Hasegawa and his team of engineers aim to delve deeper into passenger safety, combining these passive safety measures with active safety devices and elderly occupant protection.
These computer simulations predicted lowered car body deformation and showed that the dummy’s spine acceleration was reduced over half. Hasegawa’s new door beam clearly increased the car body’s load gradient (generated load divided by amount of deformation), reduced car body deformation, and slowed the door’s intrusion into the car – features that enhance passenger safety.
Simple but effective
Carmakers would not need to drastically reconfigure existing car body components to adopt the team’s rear bumper and door beams – a crucial point for mass production. The developed beam structures are also of a simple design that exploit naturally occurring loads.
Hasegawa and his team of engineers aim to delve deeper into passenger safety, combining these passive safety measures with active safety devices and elderly occupant protection. As we move into a landscape populated with heavier electric vehicles, Hasegawa’s team aims to ensure road safety for everyone.
What inspired you to focus on door and rear bumper beams as key safety features?
The door beam and rear bumper beam are the first structures to receive the load in a side or rear collision. These components transmit the load to the main framework of the vehicle, allowing each part to perform its function. Specifically, they absorb energy by deforming or generating high loads to maintain their shape. Additionally, the load transmitted from the door beam and rear bumper beam is used to define the specifications and design of each component. Therefore, we consider the door beam and rear bumper beam to be very important parts for ensuring the performance of all vehicle components.
What is a common misconception people have about car safety?

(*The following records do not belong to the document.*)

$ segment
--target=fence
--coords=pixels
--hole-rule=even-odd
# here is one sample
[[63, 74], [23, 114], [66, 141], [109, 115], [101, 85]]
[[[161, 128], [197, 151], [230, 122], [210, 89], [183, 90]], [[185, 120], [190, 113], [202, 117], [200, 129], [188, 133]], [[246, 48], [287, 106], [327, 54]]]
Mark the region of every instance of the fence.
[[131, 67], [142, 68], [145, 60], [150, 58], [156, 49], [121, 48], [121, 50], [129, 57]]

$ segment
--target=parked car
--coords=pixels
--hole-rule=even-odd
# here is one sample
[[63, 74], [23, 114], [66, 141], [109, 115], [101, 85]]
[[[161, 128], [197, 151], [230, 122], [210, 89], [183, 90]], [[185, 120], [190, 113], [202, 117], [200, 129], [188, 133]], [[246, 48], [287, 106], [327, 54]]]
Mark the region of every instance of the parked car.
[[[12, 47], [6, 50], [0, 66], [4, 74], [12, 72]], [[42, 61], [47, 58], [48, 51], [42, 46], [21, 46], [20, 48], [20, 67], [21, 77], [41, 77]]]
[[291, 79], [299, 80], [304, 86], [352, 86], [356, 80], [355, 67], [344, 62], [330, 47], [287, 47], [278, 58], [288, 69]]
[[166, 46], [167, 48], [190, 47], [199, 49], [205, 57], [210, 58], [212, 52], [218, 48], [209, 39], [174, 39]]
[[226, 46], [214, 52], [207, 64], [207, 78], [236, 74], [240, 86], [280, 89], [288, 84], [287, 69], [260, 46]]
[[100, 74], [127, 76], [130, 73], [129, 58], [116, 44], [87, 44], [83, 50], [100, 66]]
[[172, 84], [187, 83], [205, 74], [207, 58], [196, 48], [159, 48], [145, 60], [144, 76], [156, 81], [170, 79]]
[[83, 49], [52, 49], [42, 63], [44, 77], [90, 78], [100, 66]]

There might be a misconception that advancements in technology can completely prevent accidents and minimise injuries. Car safety has enhanced over the past few decades due to clash avoidance and collision safety. For example, many people feel safer thanks to Lane Keeping Assist System (LKAS) and Collision Mitigation Braking System (CMBS), which help avoid accidents. But, we must not be overconfident in the evolution of safety technology. It is essential for drivers to maintain their health, follow traffic rules, and be mindful of other vehicles and pedestrians. Traffic safety is a shared responsibility, built by all participants, not just car manufacturers.

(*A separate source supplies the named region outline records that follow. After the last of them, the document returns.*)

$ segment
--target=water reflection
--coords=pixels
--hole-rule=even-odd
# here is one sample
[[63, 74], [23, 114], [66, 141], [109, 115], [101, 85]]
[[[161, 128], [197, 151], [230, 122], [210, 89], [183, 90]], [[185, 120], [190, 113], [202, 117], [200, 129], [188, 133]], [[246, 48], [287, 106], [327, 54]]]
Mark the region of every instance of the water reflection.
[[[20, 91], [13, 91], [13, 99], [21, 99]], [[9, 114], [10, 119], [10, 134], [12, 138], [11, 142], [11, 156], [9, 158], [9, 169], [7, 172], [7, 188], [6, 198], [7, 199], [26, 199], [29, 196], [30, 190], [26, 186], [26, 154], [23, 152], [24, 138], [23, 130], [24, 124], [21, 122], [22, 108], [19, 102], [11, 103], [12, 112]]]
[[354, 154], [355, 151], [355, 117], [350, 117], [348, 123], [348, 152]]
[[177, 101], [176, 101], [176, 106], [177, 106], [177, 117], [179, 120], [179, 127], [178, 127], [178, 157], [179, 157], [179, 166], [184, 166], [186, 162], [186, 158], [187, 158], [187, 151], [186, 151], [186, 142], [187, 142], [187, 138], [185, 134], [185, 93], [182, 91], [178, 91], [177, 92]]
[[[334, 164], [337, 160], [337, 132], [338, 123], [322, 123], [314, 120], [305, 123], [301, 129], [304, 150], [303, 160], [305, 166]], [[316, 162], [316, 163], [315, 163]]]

Did anything in this project surprise you?
The moment that sparked my idea was the biggest surprise for me. I had been thinking daily about ways to enhance performance, but hadn’t come up with anything for a while. One day, I was watching my twin sons play with a pop-up toy. When they pressed a button from above, a car was launched horizontally. The direction of action changed relative to the direction of the input. Seeing this, I had a sudden inspiration. The idea was to convert the load into a direction perpendicular to the collision.

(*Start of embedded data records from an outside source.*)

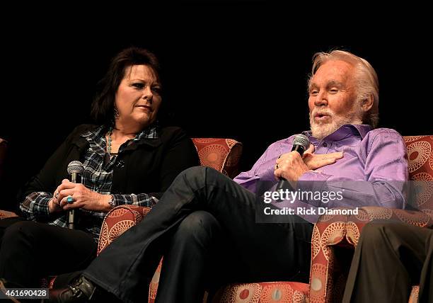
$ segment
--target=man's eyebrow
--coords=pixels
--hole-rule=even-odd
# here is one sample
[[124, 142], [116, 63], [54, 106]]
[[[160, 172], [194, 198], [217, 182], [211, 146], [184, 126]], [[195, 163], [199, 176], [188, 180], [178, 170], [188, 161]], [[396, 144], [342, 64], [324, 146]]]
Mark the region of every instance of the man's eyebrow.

How could your protective beams be integrated into electric vehicles?
To transition these new structures from the research stage to mass production, we need to further optimise both performance and environmental impact. It is also important to integrate our work with the structures being researched by other teams. Additionally, we should ensure that the technology is versatile enough for different types of vehicles and integrate it with new product design.
How would you integrate active safety measures like car-to-car communication into your research?
It’s difficult to handle all accidents with passive safety measures alone. We need to analyse accident situations that can be avoided or mitigated with preventive safety technologies. Based on this analysis, we can establish the conditions that passive safety should address and develop new structural designs. By considering passive and active safety interactively, we can approach vehicle safety as a comprehensive system.